Sophia Lillis in I Am Not Okay With This
Photo: Netflix

Netflix’s I Am Not Okay With This takes this basic concept and lightens it a little. No longer is I Am Not Okay With This a meditation on what drives a young person to the brink, but an offbeat superhero origin story steeped in the unholy humiliation of being an ordinary teen. Director and creator Jonathan Entwistle (who previously adapted Forsman’s work in The End of the F***ing World) draws on pop culture references as varied as The Breakfast Club, X-Men, Dawson’s Creek, Carrie, and Pretty in Pink to highlight the dramatically cinematic scope of being a teenager. What grounds the story in heart-wrenching human emotion, though, is the show’s outstanding young cast.

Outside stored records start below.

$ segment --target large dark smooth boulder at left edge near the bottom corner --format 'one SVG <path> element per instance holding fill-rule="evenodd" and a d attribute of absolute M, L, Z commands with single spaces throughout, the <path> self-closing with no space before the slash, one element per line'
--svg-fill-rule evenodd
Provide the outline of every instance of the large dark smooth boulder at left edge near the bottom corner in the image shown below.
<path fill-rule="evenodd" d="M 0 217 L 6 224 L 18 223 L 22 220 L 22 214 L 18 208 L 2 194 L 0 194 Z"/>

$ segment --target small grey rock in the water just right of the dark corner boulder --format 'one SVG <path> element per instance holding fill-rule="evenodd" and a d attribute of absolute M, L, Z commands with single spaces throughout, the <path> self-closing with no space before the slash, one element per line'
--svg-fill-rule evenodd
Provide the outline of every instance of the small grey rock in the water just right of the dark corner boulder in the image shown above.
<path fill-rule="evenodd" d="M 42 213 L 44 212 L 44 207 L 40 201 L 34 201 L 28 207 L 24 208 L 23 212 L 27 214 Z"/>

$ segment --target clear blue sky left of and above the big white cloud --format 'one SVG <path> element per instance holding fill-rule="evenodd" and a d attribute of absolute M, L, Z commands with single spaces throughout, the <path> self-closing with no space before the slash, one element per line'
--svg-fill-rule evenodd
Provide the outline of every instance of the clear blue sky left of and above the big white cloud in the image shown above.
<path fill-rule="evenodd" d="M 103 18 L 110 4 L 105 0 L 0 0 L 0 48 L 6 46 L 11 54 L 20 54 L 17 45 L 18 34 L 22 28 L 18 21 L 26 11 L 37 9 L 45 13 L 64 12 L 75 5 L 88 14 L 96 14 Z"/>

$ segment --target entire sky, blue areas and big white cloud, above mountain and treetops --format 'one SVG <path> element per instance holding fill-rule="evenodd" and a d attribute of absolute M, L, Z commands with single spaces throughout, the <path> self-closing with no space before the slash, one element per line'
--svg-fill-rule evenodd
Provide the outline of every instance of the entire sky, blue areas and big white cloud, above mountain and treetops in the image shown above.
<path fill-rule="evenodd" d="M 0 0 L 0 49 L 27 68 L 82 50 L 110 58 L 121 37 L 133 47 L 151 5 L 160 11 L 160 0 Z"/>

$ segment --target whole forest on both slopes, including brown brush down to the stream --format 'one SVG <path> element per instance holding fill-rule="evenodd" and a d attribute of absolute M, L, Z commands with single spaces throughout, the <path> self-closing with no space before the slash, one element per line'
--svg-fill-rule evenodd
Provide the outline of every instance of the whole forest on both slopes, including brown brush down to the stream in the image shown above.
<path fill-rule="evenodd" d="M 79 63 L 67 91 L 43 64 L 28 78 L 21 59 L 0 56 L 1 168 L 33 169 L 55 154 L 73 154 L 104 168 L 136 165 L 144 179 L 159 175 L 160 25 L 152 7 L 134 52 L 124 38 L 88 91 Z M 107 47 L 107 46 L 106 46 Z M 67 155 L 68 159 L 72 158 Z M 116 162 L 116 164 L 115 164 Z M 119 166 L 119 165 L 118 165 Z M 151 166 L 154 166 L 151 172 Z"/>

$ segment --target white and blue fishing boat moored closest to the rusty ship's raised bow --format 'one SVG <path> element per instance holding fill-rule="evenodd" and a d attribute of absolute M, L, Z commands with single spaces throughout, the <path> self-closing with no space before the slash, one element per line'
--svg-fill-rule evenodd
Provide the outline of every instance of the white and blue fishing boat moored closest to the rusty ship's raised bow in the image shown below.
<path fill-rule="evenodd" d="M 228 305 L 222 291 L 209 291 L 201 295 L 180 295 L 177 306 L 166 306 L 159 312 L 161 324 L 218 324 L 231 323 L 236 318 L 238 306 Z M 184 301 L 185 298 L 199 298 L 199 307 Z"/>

18-year-old Sophia Lillis has been captivating audiences for a while now thanks to stellar turns as young Beverly Marsh in the IT movies as well as young Camille (aka Amy Adams) in HBO’s Sharp Objects. However, I Am Not Okay With This marks a major breakthrough for the actress. Lillis is at once cooly brittle and emotionally fragile, balancing the perfect imbalance of being a teenage girl. As Sydney, she manages to evoke the same kind of gamine-next-door energy that made Molly Ringwald an It Girl in the ’80s. More importantly, Sophia Lillis reveals that she is super-powered herself, at least in terms of her acting range.

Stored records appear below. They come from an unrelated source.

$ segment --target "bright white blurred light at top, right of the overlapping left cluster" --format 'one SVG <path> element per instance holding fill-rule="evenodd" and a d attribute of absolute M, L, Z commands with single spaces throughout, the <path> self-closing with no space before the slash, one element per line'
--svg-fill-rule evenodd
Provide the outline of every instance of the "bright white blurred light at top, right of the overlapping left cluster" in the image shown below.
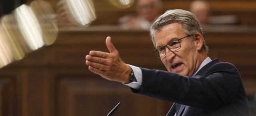
<path fill-rule="evenodd" d="M 92 0 L 66 0 L 70 14 L 78 25 L 90 25 L 96 19 Z"/>

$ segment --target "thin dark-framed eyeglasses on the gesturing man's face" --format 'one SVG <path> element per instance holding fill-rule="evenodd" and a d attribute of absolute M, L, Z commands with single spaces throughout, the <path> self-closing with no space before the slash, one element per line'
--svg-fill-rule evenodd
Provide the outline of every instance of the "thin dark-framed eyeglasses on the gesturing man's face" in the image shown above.
<path fill-rule="evenodd" d="M 192 35 L 188 35 L 188 36 L 192 36 Z M 185 36 L 183 38 L 186 38 L 188 36 Z M 174 51 L 177 51 L 180 49 L 180 40 L 183 39 L 183 38 L 180 38 L 178 40 L 174 40 L 170 43 L 168 43 L 166 46 L 162 46 L 162 47 L 158 47 L 156 48 L 153 52 L 154 54 L 158 57 L 158 58 L 161 58 L 163 57 L 166 52 L 165 52 L 165 47 L 167 47 L 170 51 L 174 52 Z"/>

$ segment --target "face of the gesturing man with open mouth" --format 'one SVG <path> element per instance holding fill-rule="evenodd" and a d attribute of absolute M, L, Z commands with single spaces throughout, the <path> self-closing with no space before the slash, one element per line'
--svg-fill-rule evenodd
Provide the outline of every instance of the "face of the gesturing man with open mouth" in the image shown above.
<path fill-rule="evenodd" d="M 188 36 L 184 33 L 182 25 L 171 23 L 154 34 L 156 47 L 165 46 L 169 42 Z M 194 36 L 194 35 L 193 35 Z M 189 37 L 180 40 L 180 49 L 172 52 L 165 49 L 166 55 L 161 58 L 164 66 L 169 72 L 174 72 L 182 76 L 192 76 L 200 66 L 200 54 L 196 47 L 192 47 L 196 42 L 190 42 Z"/>

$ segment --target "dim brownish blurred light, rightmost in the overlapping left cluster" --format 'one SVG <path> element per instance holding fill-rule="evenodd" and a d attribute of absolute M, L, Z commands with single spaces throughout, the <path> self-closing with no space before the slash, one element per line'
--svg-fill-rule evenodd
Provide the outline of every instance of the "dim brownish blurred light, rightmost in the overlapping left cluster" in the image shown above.
<path fill-rule="evenodd" d="M 52 6 L 43 0 L 36 0 L 30 4 L 42 30 L 45 45 L 52 44 L 58 34 L 56 16 Z"/>

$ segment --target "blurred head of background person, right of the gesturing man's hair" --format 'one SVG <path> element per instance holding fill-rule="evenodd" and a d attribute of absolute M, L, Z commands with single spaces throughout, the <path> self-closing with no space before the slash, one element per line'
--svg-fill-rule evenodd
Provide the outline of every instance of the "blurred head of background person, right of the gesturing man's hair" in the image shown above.
<path fill-rule="evenodd" d="M 189 7 L 190 12 L 192 12 L 198 22 L 204 28 L 210 22 L 210 4 L 205 0 L 194 0 L 190 3 Z"/>

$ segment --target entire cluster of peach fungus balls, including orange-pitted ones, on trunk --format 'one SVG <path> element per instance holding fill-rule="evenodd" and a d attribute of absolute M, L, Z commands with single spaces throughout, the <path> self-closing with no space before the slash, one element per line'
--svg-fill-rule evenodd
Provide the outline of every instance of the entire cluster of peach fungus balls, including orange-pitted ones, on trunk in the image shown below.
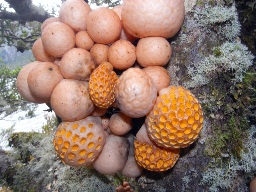
<path fill-rule="evenodd" d="M 169 86 L 163 68 L 172 54 L 165 38 L 179 31 L 184 12 L 183 0 L 124 0 L 95 10 L 67 0 L 59 18 L 44 21 L 33 46 L 38 61 L 21 69 L 17 87 L 63 119 L 53 144 L 64 164 L 138 177 L 143 168 L 170 169 L 180 148 L 198 138 L 202 108 L 184 87 Z M 140 67 L 132 67 L 136 60 Z M 109 119 L 111 106 L 121 112 Z M 143 116 L 135 138 L 132 118 Z"/>

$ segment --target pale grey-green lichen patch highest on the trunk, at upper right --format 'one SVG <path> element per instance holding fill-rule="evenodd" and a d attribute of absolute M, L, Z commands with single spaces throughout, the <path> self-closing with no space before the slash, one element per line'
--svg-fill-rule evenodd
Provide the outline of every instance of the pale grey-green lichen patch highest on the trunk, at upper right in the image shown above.
<path fill-rule="evenodd" d="M 223 2 L 215 6 L 206 3 L 204 9 L 195 9 L 193 12 L 199 27 L 210 29 L 219 24 L 218 34 L 224 35 L 228 40 L 236 39 L 241 31 L 235 6 L 225 7 Z"/>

Sophia Lillis and Sophia Bryant in I Am Not Okay With This
Photo: Netflix

Even if I Am Not Okay With This‘s story is focused on the inner demons of one young woman, the show feels so fresh and urgent because of its entire cast. Sofia Bryant shimmers onscreen as Sydney’s best friend Dina. She’s an effervescently kind beauty who manages to fill the screen with a raw sort of glamour that shines like a supernova in I Am Not Okay With This‘s Rust Belt setting. From the moment she skips down an empty street, it comes almost as a given that Sydney is madly in love with her. Kathleen Rose Perkins plays Syd’s mother as a tightly wound open sore. Just like her daughter, she is grappling with shames and secrets, and it’s this similarity that causes the most friction between the two. Even child actor Aidan Wojtak-Hissong manages to steal scenes as Sydney’s desperately good little brother, Aidan.

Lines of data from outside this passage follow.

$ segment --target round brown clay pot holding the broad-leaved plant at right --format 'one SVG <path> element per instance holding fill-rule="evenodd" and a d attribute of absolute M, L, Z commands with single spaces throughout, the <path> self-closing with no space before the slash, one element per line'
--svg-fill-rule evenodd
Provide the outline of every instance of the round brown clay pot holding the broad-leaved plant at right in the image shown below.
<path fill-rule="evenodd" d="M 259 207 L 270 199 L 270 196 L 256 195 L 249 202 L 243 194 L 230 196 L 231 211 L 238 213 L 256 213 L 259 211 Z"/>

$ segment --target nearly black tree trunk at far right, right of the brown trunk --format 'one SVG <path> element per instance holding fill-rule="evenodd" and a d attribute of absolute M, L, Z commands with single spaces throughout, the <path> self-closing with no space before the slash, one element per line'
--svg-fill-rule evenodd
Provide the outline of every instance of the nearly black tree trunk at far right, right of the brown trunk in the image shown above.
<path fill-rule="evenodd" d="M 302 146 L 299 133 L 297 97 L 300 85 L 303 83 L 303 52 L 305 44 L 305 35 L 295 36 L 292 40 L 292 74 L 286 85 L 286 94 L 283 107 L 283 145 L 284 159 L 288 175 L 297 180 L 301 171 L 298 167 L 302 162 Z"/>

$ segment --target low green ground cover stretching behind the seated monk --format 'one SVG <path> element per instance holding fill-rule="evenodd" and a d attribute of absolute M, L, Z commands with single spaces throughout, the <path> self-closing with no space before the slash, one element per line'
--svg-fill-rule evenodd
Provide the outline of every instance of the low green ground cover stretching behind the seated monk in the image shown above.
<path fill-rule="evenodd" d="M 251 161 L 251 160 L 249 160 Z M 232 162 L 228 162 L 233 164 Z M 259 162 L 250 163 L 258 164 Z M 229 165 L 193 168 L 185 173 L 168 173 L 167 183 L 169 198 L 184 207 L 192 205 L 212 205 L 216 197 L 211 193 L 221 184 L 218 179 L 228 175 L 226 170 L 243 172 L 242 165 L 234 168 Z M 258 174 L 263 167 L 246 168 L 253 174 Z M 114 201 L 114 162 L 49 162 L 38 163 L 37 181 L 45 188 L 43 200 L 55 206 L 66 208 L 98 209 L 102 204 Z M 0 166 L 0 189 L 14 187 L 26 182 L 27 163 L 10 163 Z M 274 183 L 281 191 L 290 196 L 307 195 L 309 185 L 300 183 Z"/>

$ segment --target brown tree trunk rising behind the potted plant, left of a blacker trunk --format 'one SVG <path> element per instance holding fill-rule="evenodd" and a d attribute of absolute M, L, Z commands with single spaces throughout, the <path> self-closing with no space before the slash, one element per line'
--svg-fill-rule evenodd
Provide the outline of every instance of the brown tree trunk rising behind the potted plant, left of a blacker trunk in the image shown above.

But the cast’s other major breakout has to be Wyatt Oleff. Like Lillis, Oleff is a graduate of the IT franchise, but up until now, he’s kind of faded in the background behind seemingly ready-made teen stars like Finn Wolfhard or Jack Dylan Grazer. I Am Not Okay With This pairs Oleff with a star-making role: Stanley Barber. Though the character is obviously a riff on the John Hughes fave Ducky, Oleff injects Barber with a quirky charisma that’s all his own. He tumbles through scenes like a spastic Fred Astaire and his chemistry with IRL best friend Sophia Lillis is as raw as it comes. As Stanley, Oleff is so unabashedly sweet that I predict a generation of quiet girls and sensitive boys are about to fall hard for him as an offbeat heartthrob.

I Am Not Okay With This is a darkly enchanting look at the bleaker side of having superpowers. From the panic and confusion of feeling alone, to the horror of recognizing your own oddness, the show leans hard into the superhero-story-as-metaphor-for-puberty cliché — but in a way that reclaims that tradition with real heart and modern cool. I Am Not Okay With This is hands down the most exciting new Netflix show of 2020, so far.

I Am Not Okay With This premieres on Netflix on February 26, 2020.